ショッピングモールからの帰り道でのこと。

つい先ほどイケイケなギャルと

運命的な出会いを果たした。

しかも初対面でのLine交換。

ドラマでしかありえなことが現実に起きた。

嘘のような話だが、何度アプリを見返しても

彼女のアカウントがフレンドに入っている。

現実とは思えない。


そしてたった今、そのギャルから早速Lineが

届いたから驚きである。

メッセージは『彼女にしてください』だとさ。

クー、たまんねーな。


なんてね。

そんな内容だったらいいなという妄想。

クー。ギャルのアカウントがあるってだけで

夢が広がるし、テンション上がる。


実際の内容は『お友達になってください』だ。

にしてもだ。ありえない。

これは99%詐欺であるといえよう。

だったとしても嬉しいものだな。


Line>>春輝(はるき)です。

   友人にはハルと呼ばれてます。

   PCの方は壊れてませんでしたか?

   これから宜しくお願いします。


身元を特定されるのを恐れて名前だけを伝えた。

オレのITリテラシーは高いからな。

彼女の名前だって偽名の可能が高い。

大体、Line交換までがゴールなのだから

彼女が偽者だろうと本物だろうと

どちらでもいいのだ。


♪ポコ


『よろおね』のLineスタンプが送られてきた。

可愛いウサギのイラストだこと。

女子だなぁ。

一瞬でも恋人気分になれて満足です。


オレは、炎天下の中を逆戻りして帰路を歩く。

せっかく乾かしたTシャツも汗で再度びしょ濡れだ。

だがそれは行きとは違う。

気持ちのいい汗であった。


 ◇◇◇ 男子寮 ◇◇◇


自室に戻ってからもテンションMAXのまま。

興奮が治まらない。

先ほどから部屋中を意味もなく

クルクルと回っている。


友人のカイへ真っ先に伝えたい。

早くこの情報を共有したい。

そしてリアクションを楽しみたい。


ちょっと待て!

冷静になれオレ。自分に言い聞かせる。


詐欺師の可能性が高い。

カイの奴に騙されたと知れたら

今度こそ学校を辞めざるを得なくなる

くらい立ち直れなくなるぞ。

これはオレだけの秘密にしておかないと。


しかし、詐欺師と分かっていても

ギャルからLineを楽しみにしてる自分がいる。

何度も携帯を確認してしまう。

通知が来ればバイブで分かるというのにだ。

オイオイ、Line交換までがゴールじゃなかったのかよ。


♪ブル、ブル


来た来た来た。
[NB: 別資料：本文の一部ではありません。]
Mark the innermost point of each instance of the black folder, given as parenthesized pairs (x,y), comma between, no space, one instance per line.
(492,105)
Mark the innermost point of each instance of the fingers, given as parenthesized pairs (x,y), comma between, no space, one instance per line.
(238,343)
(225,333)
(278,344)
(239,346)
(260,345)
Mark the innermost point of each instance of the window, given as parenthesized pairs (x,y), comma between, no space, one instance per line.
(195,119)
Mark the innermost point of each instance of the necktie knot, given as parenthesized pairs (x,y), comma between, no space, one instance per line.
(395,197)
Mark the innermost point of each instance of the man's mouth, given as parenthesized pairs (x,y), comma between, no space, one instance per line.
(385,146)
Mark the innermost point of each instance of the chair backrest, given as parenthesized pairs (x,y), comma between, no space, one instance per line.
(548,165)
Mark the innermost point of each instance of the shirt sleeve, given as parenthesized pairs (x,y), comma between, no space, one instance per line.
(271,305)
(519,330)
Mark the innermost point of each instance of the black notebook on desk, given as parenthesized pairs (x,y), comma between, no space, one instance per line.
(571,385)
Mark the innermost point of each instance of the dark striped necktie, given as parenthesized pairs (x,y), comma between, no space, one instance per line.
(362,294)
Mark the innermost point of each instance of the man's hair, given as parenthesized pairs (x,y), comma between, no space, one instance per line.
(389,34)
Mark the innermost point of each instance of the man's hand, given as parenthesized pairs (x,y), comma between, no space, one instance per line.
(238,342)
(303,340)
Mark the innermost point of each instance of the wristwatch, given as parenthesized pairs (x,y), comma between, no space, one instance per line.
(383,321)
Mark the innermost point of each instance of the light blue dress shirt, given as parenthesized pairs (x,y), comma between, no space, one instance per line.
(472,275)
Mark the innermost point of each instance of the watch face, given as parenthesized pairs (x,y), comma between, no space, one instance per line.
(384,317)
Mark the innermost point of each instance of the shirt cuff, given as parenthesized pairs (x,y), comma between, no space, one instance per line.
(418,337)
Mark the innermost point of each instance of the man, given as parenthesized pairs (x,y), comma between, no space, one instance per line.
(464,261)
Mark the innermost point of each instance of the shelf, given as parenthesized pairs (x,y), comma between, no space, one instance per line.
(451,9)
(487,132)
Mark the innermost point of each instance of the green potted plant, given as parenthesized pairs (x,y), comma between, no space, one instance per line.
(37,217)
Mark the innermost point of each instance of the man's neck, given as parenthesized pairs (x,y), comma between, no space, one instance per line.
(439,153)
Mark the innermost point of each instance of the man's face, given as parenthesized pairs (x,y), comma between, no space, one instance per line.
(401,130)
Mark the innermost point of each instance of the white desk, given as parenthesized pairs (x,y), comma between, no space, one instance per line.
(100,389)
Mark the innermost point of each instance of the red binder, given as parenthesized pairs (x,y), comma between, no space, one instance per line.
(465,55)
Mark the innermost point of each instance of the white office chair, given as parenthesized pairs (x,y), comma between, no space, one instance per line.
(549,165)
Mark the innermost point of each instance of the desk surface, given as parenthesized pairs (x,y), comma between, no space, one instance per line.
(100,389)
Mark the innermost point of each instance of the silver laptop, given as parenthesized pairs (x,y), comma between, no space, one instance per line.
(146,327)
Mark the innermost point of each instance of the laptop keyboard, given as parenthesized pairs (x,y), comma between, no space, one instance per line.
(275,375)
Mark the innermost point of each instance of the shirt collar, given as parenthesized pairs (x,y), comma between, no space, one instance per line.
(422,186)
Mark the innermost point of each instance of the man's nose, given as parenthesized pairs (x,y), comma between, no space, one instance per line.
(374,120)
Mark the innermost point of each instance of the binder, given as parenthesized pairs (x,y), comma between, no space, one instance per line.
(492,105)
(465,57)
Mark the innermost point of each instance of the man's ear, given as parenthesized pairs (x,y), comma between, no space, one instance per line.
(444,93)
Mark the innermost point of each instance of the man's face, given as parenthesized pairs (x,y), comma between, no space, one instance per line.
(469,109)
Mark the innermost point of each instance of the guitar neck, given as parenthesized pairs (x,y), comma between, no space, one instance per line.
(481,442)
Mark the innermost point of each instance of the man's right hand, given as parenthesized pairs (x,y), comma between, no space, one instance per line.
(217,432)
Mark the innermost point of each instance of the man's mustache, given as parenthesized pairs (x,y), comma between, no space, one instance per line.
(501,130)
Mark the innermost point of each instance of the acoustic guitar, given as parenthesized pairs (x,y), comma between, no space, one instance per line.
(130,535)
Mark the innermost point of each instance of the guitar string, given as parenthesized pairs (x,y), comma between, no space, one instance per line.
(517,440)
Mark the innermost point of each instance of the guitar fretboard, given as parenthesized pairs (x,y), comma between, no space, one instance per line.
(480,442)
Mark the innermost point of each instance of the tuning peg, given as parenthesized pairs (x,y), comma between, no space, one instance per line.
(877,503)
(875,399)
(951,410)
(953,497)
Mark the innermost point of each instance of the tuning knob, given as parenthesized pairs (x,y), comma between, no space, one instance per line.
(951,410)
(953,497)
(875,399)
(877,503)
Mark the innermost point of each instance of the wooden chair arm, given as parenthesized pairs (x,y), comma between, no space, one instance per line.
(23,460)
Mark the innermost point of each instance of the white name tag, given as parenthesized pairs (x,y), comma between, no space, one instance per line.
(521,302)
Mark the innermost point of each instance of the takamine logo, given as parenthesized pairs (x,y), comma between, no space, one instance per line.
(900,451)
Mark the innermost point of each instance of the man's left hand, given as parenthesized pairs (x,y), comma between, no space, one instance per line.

来ました。

今日はもう来ないと思ってたのに。

夜遅くにギャルからのLineが届きました。

嬉しい反面、いざ来ると読むのが怖い。

恐る恐る内容を確認する。


Line>>お誘いのご連絡です。

   明日、原宿で沢山買い物をしたいので

   お手伝いして頂けると嬉しいです。

   ご都合は如何でしょうか?

   時間は11時~14時限定になりますけども

   今日のお礼も兼ねてお昼をご馳走したいです。


デートの誘いだ。いやっほー。マジか。

高まるドキドキ感。なんだこれ。

オレは乙女か。


用件は単なる買い物の付き添い。

要は荷物持ちってことですよね。

揺らぐ。めっちゃ揺らぐ。


けど話がうまぎる。

怖いお兄さん達が現れるよきっと。

そして高額な商品を買わさられるんだ。


断わるか。受けるか。

既読が付いてしまってる早く返信しないと。

最悪ギリギリで断ればいいか。


Line>>荷物運びをすればいいのかな?

   暇なのでいいですよ。


♪ポコ


『ありがとう』のスタンプが届く。


このあと待ち合わせ場所を確認して終了する。

なんともあっさりしたものだ。


感動はあとから来るもの。

女子とのデート。初デートである。

やば、なんかそわそわしてきた。

たかが買い物なのに何か起こるのでは

ないかと期待してしまう。


・・・


次の日の日曜日

時刻は午前9時。

オレは、ギャルとのデートに向け

身支度に気合が入っていた。

とは言いつつも貧乏学生には限度がある。

昨日の今日だし。

結果昨日と同じTシャツに短パン姿だ。

っていうかそれしか持ってない。


気がかりなのは本当に行くべきかどうか。

出て行く直前でまだ悩んでいる。

まだキャンセル可能だ。どうするオレ?


♪ガチャ (部屋の扉が開く)


「ハル!暇だから何かしようぜ」


最悪だ。最悪な事態が発生した。

このタイミングでカイが来るとは。

くっそ!さっさと出て行くべきだった。


「あれ、どっか行くの?」


こいつ感がいいな。どう説明する?

嘘を付くか、正直に話すか。


「これからデートなんだよ。

 準備が出来たら出て行くけど」


どうだ。マウントを取ってやったぞ。


「デートだぁ。誰と?」

「昨日、ナンパしたイケイケのお姉さんと」


フフフ、驚いたかね、カイくん。

キミとはもう住む世界が違うのだよ。


「デートって、どこで?」

「原宿で」


まさか、ついて来る気か?


「ハハハ、今度はイケイケの幽霊?

 面白過ぎる。腹痛ぇー」

「待て!本当なんだって」


「幽霊と待ち合わせはヤバいぞ」

「なら付いて来いよ。紹介するから」


「遠慮しとく。その子と楽しんできな」


カイのやつ、まったく信じてない。

オレが痛い子になっている。


「どんな子なのか写真見せろよ」

「ないよ。昨日会ったばかりだから」


「ハルくん、堀北さんにふられたからって

 妄想と現実が区別できなくなるとは」


くっそ、彼女の存在を隠そうと思ったけど

あったまに来た。


「分かった。今日写真取って来るから

 それ見て腰ぬかすなよ」

「どんな彼女か楽しみだぜ。

 期待して待ってる」


ということでオレは彼女とのデートが確定した。

怖いお兄さんが現れたらダッシュで逃げればいいさ。

体力には自信がある。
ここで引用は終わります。